With the Go Africa Street Festival on July 16th, 2016 in “Little Africa” in Central Harlem, we thought it newsworthy that soon, citizens of African nations will have little need for those black, blue, red, and green passports that mark their countries (and their respective power). Instead, Africans will be issued a new electronic African Union passport that allows for visa-free travel to and from the 54 countries in the continental union. In a statement announcing the launch, the AU said,
“The scene seems to be set to realize the dream of visa-free travel for African citizens within their own continent by 2020.”
Movement toward this goal has already begun: At the 27th AU Summit in Kigali, Rwanda, on Sunday, Chadian President Idriss Déby and Rwandan leader Paul Kagame were presented with the first passports, which features inscriptions in five languages—English, French, Arabic, Portuguese, and Swahili. (Initially, the document will be available only to diplomats and state and government officials.)
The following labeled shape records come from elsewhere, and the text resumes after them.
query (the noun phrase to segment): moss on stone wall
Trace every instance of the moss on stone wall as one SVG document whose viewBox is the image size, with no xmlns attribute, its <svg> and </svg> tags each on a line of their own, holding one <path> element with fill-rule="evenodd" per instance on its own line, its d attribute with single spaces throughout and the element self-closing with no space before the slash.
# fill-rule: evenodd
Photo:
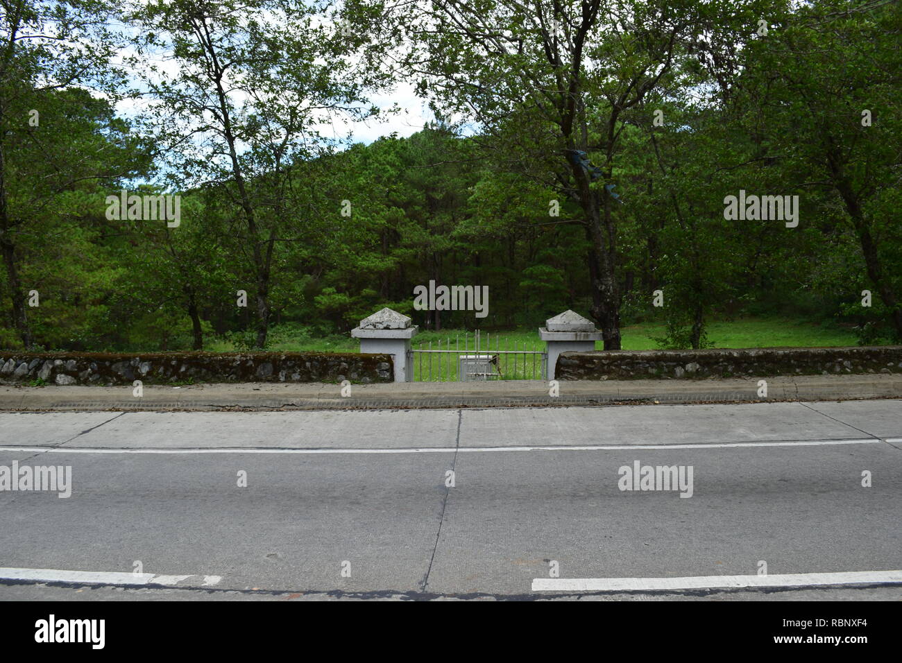
<svg viewBox="0 0 902 663">
<path fill-rule="evenodd" d="M 902 345 L 565 353 L 555 369 L 560 380 L 849 373 L 902 373 Z"/>
<path fill-rule="evenodd" d="M 0 382 L 391 382 L 391 355 L 359 353 L 0 353 Z"/>
</svg>

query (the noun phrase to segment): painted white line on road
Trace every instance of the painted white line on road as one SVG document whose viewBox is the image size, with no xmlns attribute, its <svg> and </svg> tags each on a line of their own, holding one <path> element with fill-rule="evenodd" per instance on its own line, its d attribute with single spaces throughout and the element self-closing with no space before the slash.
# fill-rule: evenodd
<svg viewBox="0 0 902 663">
<path fill-rule="evenodd" d="M 790 440 L 782 442 L 724 442 L 695 445 L 563 445 L 530 447 L 415 447 L 400 448 L 309 448 L 217 447 L 217 448 L 109 448 L 97 447 L 0 447 L 0 451 L 57 454 L 453 454 L 498 451 L 629 451 L 630 449 L 724 449 L 747 447 L 829 447 L 832 445 L 881 444 L 877 437 L 862 439 Z"/>
<path fill-rule="evenodd" d="M 721 587 L 815 587 L 902 583 L 902 571 L 843 571 L 770 576 L 692 576 L 682 578 L 534 578 L 533 592 L 629 592 Z"/>
<path fill-rule="evenodd" d="M 59 568 L 4 568 L 0 580 L 31 580 L 41 583 L 71 583 L 73 585 L 177 585 L 189 578 L 203 578 L 204 586 L 212 586 L 222 580 L 221 576 L 154 576 L 150 573 L 121 573 L 118 571 L 66 571 Z M 192 585 L 189 583 L 187 585 Z"/>
</svg>

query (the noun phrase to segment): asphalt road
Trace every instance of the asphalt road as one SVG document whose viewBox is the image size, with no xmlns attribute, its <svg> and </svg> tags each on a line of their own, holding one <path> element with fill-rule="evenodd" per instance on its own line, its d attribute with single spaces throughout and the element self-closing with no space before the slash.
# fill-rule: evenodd
<svg viewBox="0 0 902 663">
<path fill-rule="evenodd" d="M 0 470 L 71 466 L 69 498 L 0 490 L 0 599 L 902 598 L 779 579 L 902 569 L 900 401 L 2 412 L 0 437 Z M 692 496 L 620 490 L 637 461 L 691 466 Z M 648 589 L 761 561 L 773 586 Z M 534 591 L 553 562 L 632 580 Z"/>
</svg>

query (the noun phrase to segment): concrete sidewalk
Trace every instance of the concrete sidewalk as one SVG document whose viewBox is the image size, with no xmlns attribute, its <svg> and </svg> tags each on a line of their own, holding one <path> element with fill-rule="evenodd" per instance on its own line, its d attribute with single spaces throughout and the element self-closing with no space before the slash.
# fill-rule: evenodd
<svg viewBox="0 0 902 663">
<path fill-rule="evenodd" d="M 758 395 L 767 380 L 768 396 Z M 724 380 L 560 382 L 550 396 L 544 381 L 354 384 L 219 383 L 184 387 L 0 386 L 0 410 L 382 410 L 560 407 L 618 404 L 846 401 L 902 397 L 900 375 L 805 375 Z"/>
</svg>

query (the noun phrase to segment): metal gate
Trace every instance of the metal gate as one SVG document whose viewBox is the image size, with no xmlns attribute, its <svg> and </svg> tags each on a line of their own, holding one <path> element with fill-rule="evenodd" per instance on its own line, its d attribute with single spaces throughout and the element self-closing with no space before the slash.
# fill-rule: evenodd
<svg viewBox="0 0 902 663">
<path fill-rule="evenodd" d="M 547 379 L 548 355 L 541 341 L 483 336 L 478 329 L 463 336 L 456 334 L 411 348 L 414 382 Z"/>
</svg>

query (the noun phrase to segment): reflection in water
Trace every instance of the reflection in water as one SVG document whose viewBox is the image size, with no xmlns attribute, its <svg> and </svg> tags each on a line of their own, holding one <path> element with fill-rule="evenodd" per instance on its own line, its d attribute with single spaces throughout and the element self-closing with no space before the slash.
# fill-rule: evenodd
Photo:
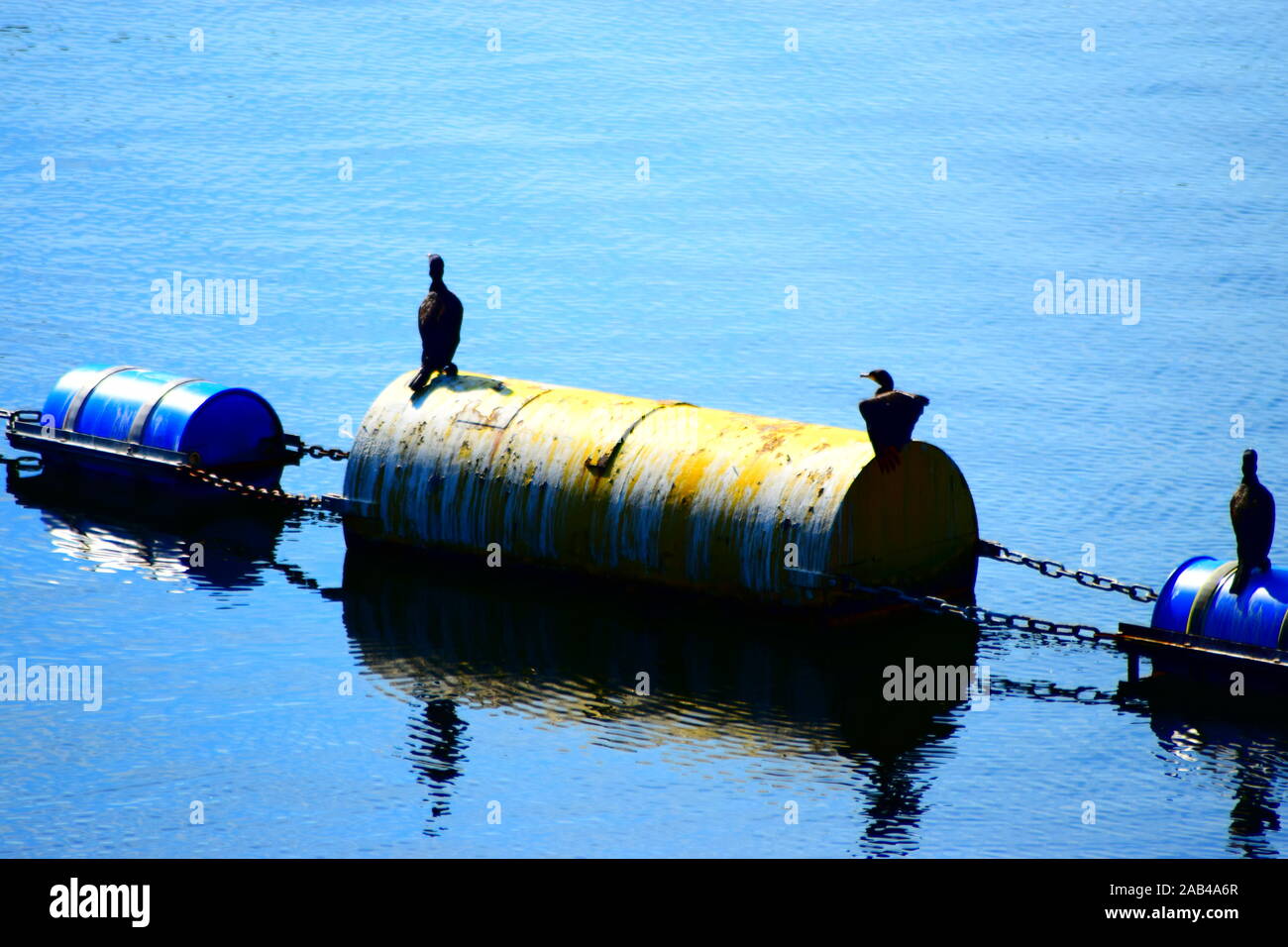
<svg viewBox="0 0 1288 947">
<path fill-rule="evenodd" d="M 274 569 L 305 588 L 317 584 L 276 559 L 277 544 L 296 517 L 281 508 L 236 497 L 198 505 L 126 479 L 111 490 L 76 477 L 8 469 L 6 487 L 19 506 L 40 512 L 55 553 L 97 572 L 138 572 L 161 582 L 232 590 L 263 584 Z"/>
<path fill-rule="evenodd" d="M 972 665 L 975 629 L 933 618 L 824 630 L 725 604 L 428 559 L 352 551 L 344 621 L 363 664 L 425 705 L 411 754 L 433 817 L 464 764 L 457 707 L 506 707 L 585 727 L 620 751 L 675 759 L 841 755 L 867 831 L 859 848 L 916 848 L 922 795 L 957 723 L 951 703 L 889 702 L 884 669 Z"/>
<path fill-rule="evenodd" d="M 90 505 L 88 491 L 46 474 L 10 474 L 9 491 L 40 512 L 59 554 L 215 593 L 260 585 L 265 569 L 317 590 L 277 560 L 295 518 L 274 508 L 234 501 L 193 512 L 156 493 Z M 192 541 L 205 546 L 200 566 L 191 562 Z M 442 831 L 471 752 L 486 751 L 471 747 L 466 711 L 496 707 L 544 727 L 578 728 L 583 742 L 614 752 L 662 749 L 668 765 L 692 767 L 696 776 L 734 769 L 723 760 L 760 760 L 752 770 L 765 776 L 750 778 L 768 782 L 782 772 L 778 760 L 797 759 L 831 780 L 841 760 L 840 780 L 863 823 L 854 853 L 903 854 L 921 844 L 926 792 L 969 719 L 948 703 L 881 697 L 882 670 L 907 657 L 974 664 L 974 629 L 958 624 L 914 617 L 820 630 L 693 597 L 555 582 L 509 568 L 502 580 L 495 569 L 355 553 L 345 559 L 344 588 L 322 594 L 343 600 L 353 651 L 377 685 L 416 707 L 406 756 L 425 787 L 429 835 Z M 641 674 L 648 693 L 640 692 Z M 1179 773 L 1229 792 L 1229 850 L 1280 854 L 1271 843 L 1288 776 L 1283 711 L 1244 703 L 1249 698 L 1200 701 L 1191 689 L 1151 688 L 1123 701 L 1094 687 L 1061 689 L 997 673 L 990 684 L 994 697 L 1115 703 L 1148 715 Z"/>
<path fill-rule="evenodd" d="M 1227 848 L 1247 858 L 1276 858 L 1279 796 L 1288 778 L 1288 715 L 1282 702 L 1233 697 L 1180 682 L 1146 682 L 1128 703 L 1149 724 L 1170 759 L 1229 787 L 1233 803 Z"/>
</svg>

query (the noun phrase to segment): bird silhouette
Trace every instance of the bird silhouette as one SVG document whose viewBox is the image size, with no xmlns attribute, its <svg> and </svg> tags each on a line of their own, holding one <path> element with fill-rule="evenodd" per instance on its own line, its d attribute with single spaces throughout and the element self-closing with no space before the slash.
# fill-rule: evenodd
<svg viewBox="0 0 1288 947">
<path fill-rule="evenodd" d="M 429 255 L 429 292 L 425 294 L 416 322 L 420 326 L 420 371 L 411 380 L 415 392 L 429 383 L 435 371 L 455 375 L 456 347 L 461 344 L 461 320 L 465 307 L 443 282 L 443 258 Z"/>
<path fill-rule="evenodd" d="M 1275 537 L 1275 499 L 1257 479 L 1257 452 L 1243 452 L 1243 479 L 1230 497 L 1230 524 L 1239 551 L 1230 591 L 1243 593 L 1252 569 L 1270 568 L 1270 544 Z"/>
<path fill-rule="evenodd" d="M 877 393 L 859 402 L 859 414 L 868 425 L 868 441 L 877 455 L 877 466 L 889 473 L 899 466 L 899 452 L 912 439 L 912 429 L 930 398 L 896 392 L 885 368 L 873 368 L 862 378 L 875 381 Z"/>
</svg>

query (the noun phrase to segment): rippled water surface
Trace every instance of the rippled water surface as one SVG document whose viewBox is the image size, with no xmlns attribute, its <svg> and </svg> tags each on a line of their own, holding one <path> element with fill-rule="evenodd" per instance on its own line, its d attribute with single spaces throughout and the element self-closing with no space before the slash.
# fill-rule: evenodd
<svg viewBox="0 0 1288 947">
<path fill-rule="evenodd" d="M 1288 495 L 1285 21 L 1276 3 L 8 3 L 0 406 L 39 406 L 73 365 L 143 365 L 250 385 L 343 446 L 416 363 L 434 250 L 464 368 L 853 426 L 857 376 L 885 366 L 931 398 L 921 434 L 983 535 L 1065 562 L 1092 544 L 1099 571 L 1157 586 L 1233 553 L 1244 447 Z M 153 312 L 175 269 L 256 280 L 254 325 Z M 1140 280 L 1139 322 L 1036 314 L 1057 272 Z M 286 483 L 340 479 L 319 460 Z M 98 664 L 106 688 L 93 714 L 0 703 L 8 856 L 1285 844 L 1288 728 L 1115 701 L 1112 648 L 498 594 L 346 559 L 328 523 L 175 519 L 146 495 L 122 513 L 26 481 L 0 495 L 0 662 Z M 978 594 L 1110 629 L 1149 615 L 996 563 Z M 873 700 L 909 653 L 988 665 L 988 709 Z"/>
</svg>

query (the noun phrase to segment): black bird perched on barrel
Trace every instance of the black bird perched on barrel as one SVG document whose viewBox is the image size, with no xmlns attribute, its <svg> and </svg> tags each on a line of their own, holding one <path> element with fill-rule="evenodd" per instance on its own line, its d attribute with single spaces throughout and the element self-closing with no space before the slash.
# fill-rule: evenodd
<svg viewBox="0 0 1288 947">
<path fill-rule="evenodd" d="M 1239 550 L 1230 591 L 1240 594 L 1252 569 L 1270 568 L 1270 542 L 1275 537 L 1275 499 L 1257 479 L 1257 452 L 1243 452 L 1243 479 L 1230 497 L 1230 523 Z"/>
<path fill-rule="evenodd" d="M 859 402 L 859 414 L 868 425 L 868 441 L 877 455 L 877 465 L 889 473 L 899 466 L 899 451 L 912 439 L 912 429 L 917 426 L 917 419 L 930 398 L 896 392 L 894 379 L 885 368 L 873 368 L 862 378 L 877 385 L 876 394 Z"/>
<path fill-rule="evenodd" d="M 420 325 L 420 371 L 411 380 L 411 389 L 420 390 L 429 383 L 430 375 L 440 371 L 456 375 L 456 347 L 461 344 L 461 320 L 465 307 L 456 294 L 443 282 L 443 258 L 429 255 L 429 292 L 420 304 L 416 321 Z"/>
</svg>

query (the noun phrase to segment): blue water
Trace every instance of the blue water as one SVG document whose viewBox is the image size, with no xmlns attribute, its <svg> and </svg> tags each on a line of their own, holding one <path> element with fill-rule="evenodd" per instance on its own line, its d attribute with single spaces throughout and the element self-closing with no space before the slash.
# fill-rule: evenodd
<svg viewBox="0 0 1288 947">
<path fill-rule="evenodd" d="M 931 398 L 920 433 L 984 536 L 1073 563 L 1092 544 L 1097 571 L 1158 586 L 1233 554 L 1244 447 L 1288 495 L 1285 26 L 1278 3 L 10 1 L 0 406 L 40 406 L 73 365 L 143 365 L 250 385 L 344 446 L 417 361 L 433 250 L 465 370 L 857 425 L 858 375 L 886 367 Z M 255 321 L 153 312 L 176 269 L 256 280 Z M 1057 272 L 1139 280 L 1139 322 L 1037 314 Z M 286 484 L 341 475 L 310 461 Z M 397 589 L 321 591 L 346 585 L 335 526 L 286 523 L 227 581 L 164 527 L 0 495 L 0 662 L 100 664 L 106 687 L 95 714 L 0 703 L 4 854 L 1288 841 L 1288 734 L 1114 702 L 1110 648 L 985 631 L 989 709 L 885 740 L 846 706 L 846 661 L 793 629 L 586 624 L 430 576 L 426 636 L 390 617 Z M 978 594 L 1106 629 L 1149 615 L 996 563 Z"/>
</svg>

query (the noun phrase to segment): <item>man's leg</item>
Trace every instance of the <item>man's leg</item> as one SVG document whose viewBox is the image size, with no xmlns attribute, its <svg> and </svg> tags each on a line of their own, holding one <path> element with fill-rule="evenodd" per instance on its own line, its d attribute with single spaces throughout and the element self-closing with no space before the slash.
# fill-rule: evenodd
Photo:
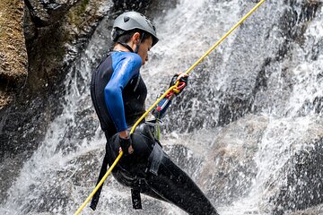
<svg viewBox="0 0 323 215">
<path fill-rule="evenodd" d="M 159 196 L 189 214 L 218 215 L 194 181 L 167 156 L 162 158 L 158 176 L 149 174 L 146 182 Z"/>
</svg>

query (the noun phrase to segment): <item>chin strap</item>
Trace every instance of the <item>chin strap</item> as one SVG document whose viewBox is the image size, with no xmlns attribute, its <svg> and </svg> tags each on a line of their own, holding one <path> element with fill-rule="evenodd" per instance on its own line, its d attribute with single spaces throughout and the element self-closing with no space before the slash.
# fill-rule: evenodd
<svg viewBox="0 0 323 215">
<path fill-rule="evenodd" d="M 132 47 L 127 45 L 127 43 L 123 43 L 123 42 L 118 42 L 118 44 L 124 46 L 125 47 L 127 47 L 127 49 L 128 49 L 130 52 L 133 52 L 133 53 L 135 53 L 135 54 L 138 54 L 138 50 L 139 50 L 139 47 L 140 47 L 140 44 L 144 39 L 144 32 L 142 33 L 141 37 L 140 37 L 140 40 L 139 40 L 139 44 L 135 46 L 135 49 L 134 51 L 134 49 L 132 49 Z"/>
</svg>

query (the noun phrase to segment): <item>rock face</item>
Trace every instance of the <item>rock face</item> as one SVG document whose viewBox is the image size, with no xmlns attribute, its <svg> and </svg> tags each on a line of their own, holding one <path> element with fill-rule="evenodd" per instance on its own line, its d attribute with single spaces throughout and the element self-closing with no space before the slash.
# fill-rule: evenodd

As of now, Africans must have visas to visit more than half of the countries on the continent; there are only 13 African countries that allow African travelers to enter without a visa. (Meanwhile, Americans can visit more of Africa sans visa—20 nations—than the locals.) And while it will no doubt take awhile for these new passports to get up and running, applying for one shouldn’t be as competitive as it is in, say, the Sovereign Military Order of Malta.